New Great Games: Tightrope Walk Ahead For Pakistan’s Rulers

Nearly five months after 9/11, then US Secretary of Defense Donald Rumsfeld at a news briefing remarked on the limitations of the intelligence reports: “There are known knowns. There are things we know we know. We also know there are known unknowns. That is to say, we know there are some things we do not know. But there are also unknown unknowns, the ones we don’t know we don’t know.”

The Margalla valley is filled with such known knowns, known unknowns and the unknown unknowns. In the wake of the fall of Kabul to the Taliban, Pakistan’s strategic schizophrenia has entered another unknown and unchartered territory.

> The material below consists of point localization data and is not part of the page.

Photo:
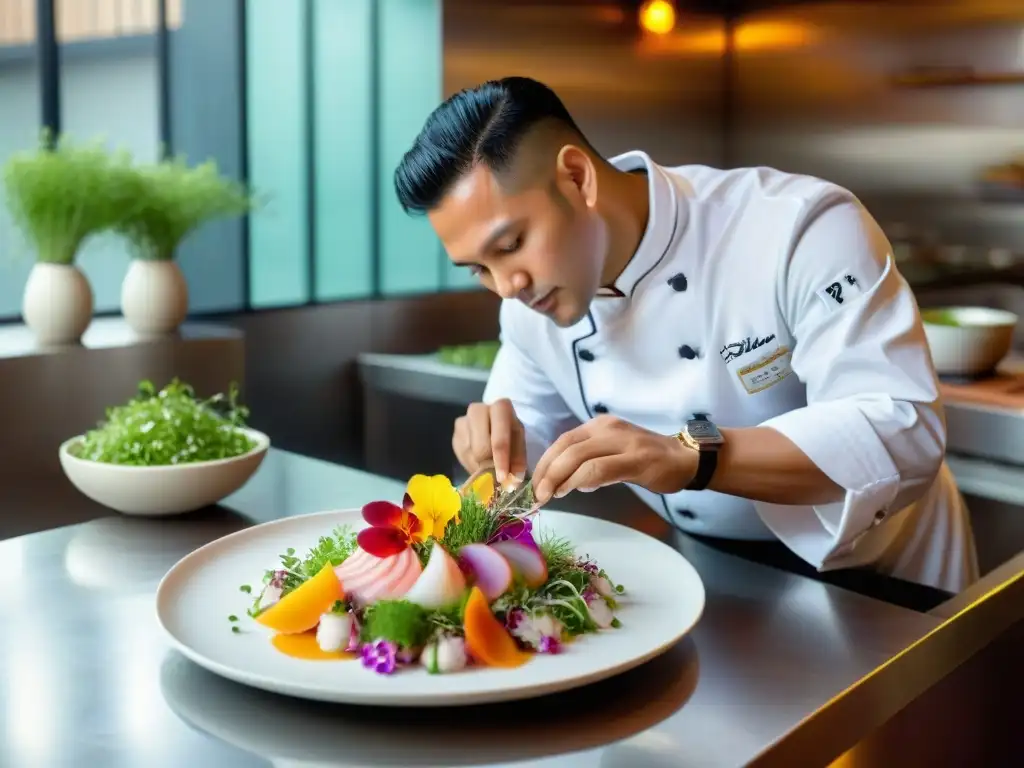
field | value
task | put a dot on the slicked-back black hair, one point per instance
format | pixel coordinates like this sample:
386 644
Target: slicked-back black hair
483 124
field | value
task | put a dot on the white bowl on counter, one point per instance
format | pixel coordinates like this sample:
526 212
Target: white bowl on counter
165 489
968 341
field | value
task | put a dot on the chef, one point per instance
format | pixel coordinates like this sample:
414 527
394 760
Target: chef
737 346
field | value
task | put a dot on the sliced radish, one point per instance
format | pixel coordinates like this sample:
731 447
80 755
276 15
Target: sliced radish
440 584
526 562
395 583
361 585
492 571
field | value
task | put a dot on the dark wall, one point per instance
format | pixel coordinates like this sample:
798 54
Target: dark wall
301 378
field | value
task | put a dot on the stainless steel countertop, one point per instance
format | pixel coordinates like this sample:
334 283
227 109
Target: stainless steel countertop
778 665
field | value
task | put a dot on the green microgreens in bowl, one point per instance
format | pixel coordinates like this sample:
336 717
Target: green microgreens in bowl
61 194
169 427
174 201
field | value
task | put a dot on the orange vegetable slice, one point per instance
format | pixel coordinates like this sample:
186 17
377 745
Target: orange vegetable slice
485 637
300 609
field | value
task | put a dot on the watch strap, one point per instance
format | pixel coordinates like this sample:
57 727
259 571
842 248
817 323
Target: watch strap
707 462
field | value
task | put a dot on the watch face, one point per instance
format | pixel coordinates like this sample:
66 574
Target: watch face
704 431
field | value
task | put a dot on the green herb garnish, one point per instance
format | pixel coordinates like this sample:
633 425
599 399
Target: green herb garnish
61 194
168 427
479 355
476 523
404 624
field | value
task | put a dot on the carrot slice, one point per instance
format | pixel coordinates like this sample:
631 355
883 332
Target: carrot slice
300 609
485 637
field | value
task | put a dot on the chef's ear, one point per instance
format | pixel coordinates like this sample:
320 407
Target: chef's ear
576 169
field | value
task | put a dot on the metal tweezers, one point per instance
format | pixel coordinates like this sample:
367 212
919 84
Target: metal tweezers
518 493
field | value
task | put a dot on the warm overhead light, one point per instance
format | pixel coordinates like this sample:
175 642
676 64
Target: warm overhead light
657 16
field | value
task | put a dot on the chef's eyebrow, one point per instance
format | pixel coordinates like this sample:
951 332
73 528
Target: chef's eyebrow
497 233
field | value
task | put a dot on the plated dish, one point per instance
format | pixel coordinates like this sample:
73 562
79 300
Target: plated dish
446 580
438 657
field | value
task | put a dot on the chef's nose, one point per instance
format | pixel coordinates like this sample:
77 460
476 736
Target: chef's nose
511 285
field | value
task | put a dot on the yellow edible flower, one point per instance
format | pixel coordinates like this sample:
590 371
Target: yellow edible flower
435 502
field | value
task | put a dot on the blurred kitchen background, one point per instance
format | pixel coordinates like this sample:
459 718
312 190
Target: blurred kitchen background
918 105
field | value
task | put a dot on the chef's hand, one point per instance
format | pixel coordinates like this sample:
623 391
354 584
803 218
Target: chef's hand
491 433
607 451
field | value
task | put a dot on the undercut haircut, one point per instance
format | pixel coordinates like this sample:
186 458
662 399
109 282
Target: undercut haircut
481 125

Most pundits of the strategic community did not believe that the Americans would make a hasty withdrawal from Afghanistan. They thought that the US would very much like to stay in the neighborhood to keep an eye on Russia, China, Iran and Pakistan. The assumption was that even if US withdrew, it would want to keep most bases to maintain its oversight of our troubled region. Now that the opposite has happened, they are all in a state of shock and awe.

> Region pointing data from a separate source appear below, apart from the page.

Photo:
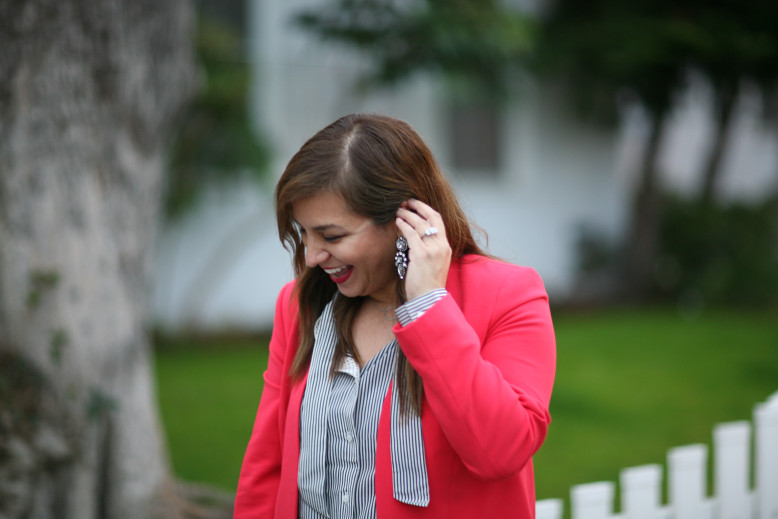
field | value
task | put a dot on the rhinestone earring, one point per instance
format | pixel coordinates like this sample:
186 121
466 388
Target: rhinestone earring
401 257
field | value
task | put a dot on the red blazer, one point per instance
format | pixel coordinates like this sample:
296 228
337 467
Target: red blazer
486 353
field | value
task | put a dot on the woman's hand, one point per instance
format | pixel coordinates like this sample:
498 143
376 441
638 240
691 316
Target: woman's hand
429 255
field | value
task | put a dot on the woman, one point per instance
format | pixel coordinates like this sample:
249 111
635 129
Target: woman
409 374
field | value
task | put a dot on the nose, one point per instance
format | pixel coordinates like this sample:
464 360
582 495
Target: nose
314 255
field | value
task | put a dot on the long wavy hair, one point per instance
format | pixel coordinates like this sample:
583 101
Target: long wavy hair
374 162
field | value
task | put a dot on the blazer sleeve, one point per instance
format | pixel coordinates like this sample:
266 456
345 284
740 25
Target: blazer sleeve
489 392
261 470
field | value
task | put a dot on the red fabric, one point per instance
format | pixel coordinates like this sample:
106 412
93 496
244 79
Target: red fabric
487 355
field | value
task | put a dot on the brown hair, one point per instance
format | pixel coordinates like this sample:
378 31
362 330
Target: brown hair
374 162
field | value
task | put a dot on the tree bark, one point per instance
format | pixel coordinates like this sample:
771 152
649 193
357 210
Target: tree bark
725 99
642 240
89 95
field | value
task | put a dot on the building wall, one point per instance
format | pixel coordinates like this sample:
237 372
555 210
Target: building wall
223 265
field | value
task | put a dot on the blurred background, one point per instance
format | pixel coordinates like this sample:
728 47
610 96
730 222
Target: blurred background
628 151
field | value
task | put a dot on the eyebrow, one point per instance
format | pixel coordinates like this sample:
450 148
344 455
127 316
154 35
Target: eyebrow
321 228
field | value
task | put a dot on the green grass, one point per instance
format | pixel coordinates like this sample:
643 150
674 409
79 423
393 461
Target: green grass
208 398
630 385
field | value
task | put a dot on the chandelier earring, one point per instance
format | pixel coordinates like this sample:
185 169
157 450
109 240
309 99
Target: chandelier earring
401 257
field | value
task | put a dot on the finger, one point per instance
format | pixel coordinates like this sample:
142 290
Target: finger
424 210
409 232
421 224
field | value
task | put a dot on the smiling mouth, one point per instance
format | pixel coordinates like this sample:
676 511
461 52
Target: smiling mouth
339 274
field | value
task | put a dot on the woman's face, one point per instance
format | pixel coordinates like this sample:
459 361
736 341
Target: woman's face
357 254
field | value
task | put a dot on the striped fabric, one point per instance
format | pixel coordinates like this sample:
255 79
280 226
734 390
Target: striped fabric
339 425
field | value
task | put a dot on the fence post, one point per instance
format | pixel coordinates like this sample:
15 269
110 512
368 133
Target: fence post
766 455
641 492
687 467
549 509
731 442
592 500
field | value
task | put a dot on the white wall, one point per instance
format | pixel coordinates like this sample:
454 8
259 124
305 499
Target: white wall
223 265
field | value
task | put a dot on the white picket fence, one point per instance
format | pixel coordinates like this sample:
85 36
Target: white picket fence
641 487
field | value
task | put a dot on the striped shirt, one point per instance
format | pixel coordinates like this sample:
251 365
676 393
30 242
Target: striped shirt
339 424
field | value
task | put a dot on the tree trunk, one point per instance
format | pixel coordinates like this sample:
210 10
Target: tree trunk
724 104
642 241
89 94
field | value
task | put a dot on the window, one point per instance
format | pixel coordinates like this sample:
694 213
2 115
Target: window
475 138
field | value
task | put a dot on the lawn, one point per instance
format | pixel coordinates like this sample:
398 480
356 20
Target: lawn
630 385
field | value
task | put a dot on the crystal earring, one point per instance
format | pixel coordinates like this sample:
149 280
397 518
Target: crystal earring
401 257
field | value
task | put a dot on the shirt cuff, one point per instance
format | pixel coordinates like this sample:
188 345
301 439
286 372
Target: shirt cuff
415 308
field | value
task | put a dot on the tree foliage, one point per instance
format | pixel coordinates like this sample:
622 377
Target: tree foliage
471 41
216 141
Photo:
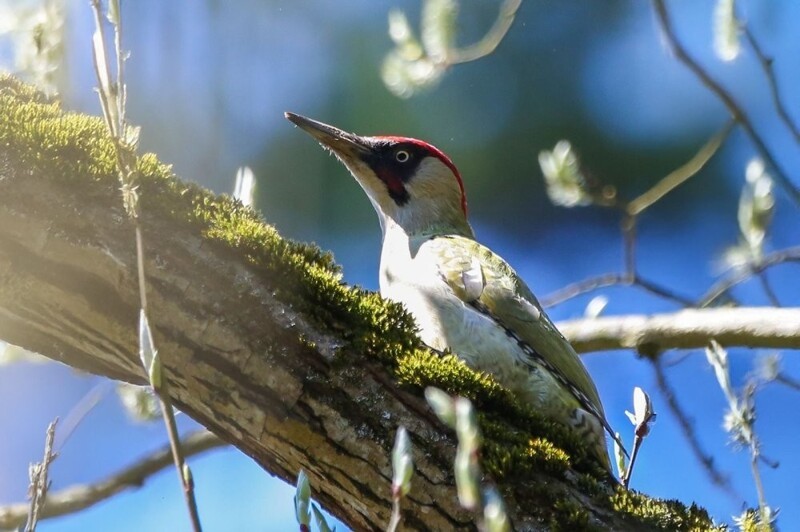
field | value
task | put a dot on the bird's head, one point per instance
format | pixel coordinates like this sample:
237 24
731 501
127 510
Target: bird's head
409 182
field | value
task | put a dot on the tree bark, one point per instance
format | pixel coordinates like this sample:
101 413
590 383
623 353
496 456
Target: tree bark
288 388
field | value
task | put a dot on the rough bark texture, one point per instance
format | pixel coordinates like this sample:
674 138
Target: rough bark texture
290 390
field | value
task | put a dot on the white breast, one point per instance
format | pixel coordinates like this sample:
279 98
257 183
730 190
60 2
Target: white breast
410 275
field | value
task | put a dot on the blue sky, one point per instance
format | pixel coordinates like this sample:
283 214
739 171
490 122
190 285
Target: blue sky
209 83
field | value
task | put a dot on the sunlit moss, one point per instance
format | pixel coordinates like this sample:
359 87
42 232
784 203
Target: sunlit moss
661 514
48 143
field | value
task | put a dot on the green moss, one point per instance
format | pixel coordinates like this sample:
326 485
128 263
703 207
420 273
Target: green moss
75 149
569 516
661 514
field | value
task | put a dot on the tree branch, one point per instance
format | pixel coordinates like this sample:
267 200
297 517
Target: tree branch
725 97
261 342
686 329
77 498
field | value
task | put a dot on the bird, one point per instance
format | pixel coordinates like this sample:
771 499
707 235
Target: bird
465 298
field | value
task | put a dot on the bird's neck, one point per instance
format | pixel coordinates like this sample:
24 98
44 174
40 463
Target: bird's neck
394 230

Meanwhile, in the midst of an economic meltdown, an IMF program in the doldrums and the FATF continuing to breath down our necks, Prime Minister Khan is aiming big, not only wanting to complete his tenure but also secure the next one. His only claim to current and future fame is that the miltablishment has not mended ties with any other power group in the country yet. He sincerely believes that since there is no Plan-B (that he knows of), so they are stuck with him, for better or worse.

Regardless of what PM Imran Khan - an unambiguous supporter of the new regime in Afghanistan - says about the Taliban, the miltablishment remains ambivalent about the developments next door. COAS General Bajwa reportedly told parliamentarians that the Afghan Taliban and their Pakistani namesake were two sides of the same coin.

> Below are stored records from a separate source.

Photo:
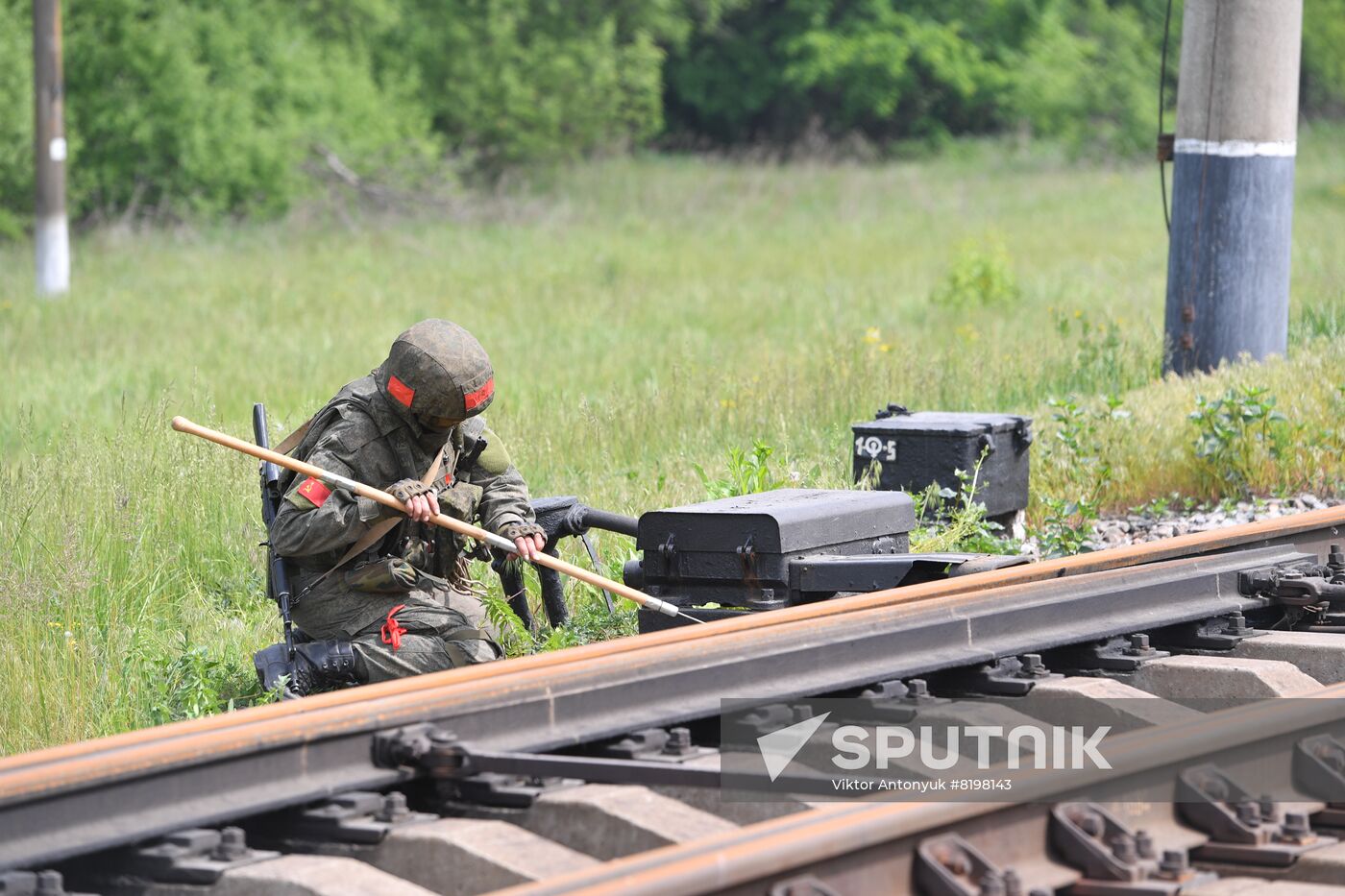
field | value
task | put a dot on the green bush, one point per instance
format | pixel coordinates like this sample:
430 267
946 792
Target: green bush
1088 76
1324 63
888 69
981 275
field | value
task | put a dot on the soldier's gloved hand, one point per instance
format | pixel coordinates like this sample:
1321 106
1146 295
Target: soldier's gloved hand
528 540
419 496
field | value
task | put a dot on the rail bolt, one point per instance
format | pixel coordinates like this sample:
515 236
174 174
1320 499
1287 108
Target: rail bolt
232 845
1123 848
50 884
393 808
1173 862
1138 646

The Afghan Taliban are about to find out the hard way that bleeding an established state is easier than governing one. Now that the top leadership, which has either languished in Guantanamo Bay in Cuba or Pakistan or lived underground, have different experiences than their fighting cadres, it is becoming clear as to how difficult it is to reconcile with the demands of governing the Afghan society that has changed in two decades under a western occupation. They are about to find out how difficult it is to meet the expectations of their constituency, their neighbors and the world at large.

We are just a day away from a complete US pullout from Afghanistan. Soon after that, the Taliban will roll out their governance calendar aimed at gaining international legitimacy and support from its neighbors. PM Imran Khan and his cabal of ministers have already begun urging the international community to help the incoming Kabul government.

Pakistan playing the pivot to solve the Afghan imbroglio is easier said than done. If Pakistan tries to woo the West to moderate the Afghan Taliban, the rank and file of the incoming Afghan government will lose the trust of its leadership, and Pakistan will lose the trust of Iran, Russia and China. If Pakistan plays the regional game, then it loses Western support at the IMF, World Bank, ADB and the frowning FATF. We are now between the rock and a hard place.

Worse, in the aftermath of the ascendency of the Afghan Taliban, homegrown extremist groups and mainstream religious political parties like the Jamaat-e-Islami and the JUI-F have been reenergized. The TTP has regrouped, recalibrated and relaunched their terror attacks, thanks to the National Action Plan now catching dust.

Pakistan has withstood the onslaught of the terror groups earlier due to the massive economic and technological support of the US and other Western countries, along with the quiet support of regional powers like China, Russia and Iran. This happened when we had relatively popular governments with legitimacy and support of the media and the civil society, something almost nonexistent now.

With new great games unfolding before us and a new cold war brewing, it will be extremely difficult for Pakistan to play both sides. All this is happening at a time when we have an extremely weak, unpopular, illegitimate government clinging to power only because it is pliant. The problem is that in the era of seismic shifts, weak and vulnerable dispensations will not be able to hold. They would either be replaced by a new order created through a genuine national reconciliation or it would be replaced by a completely authoritarian dispensation.

This is the stuff of dreams and nightmares in the Margalla valley.

 

The writer is a journalist and commentator based in Islamabad.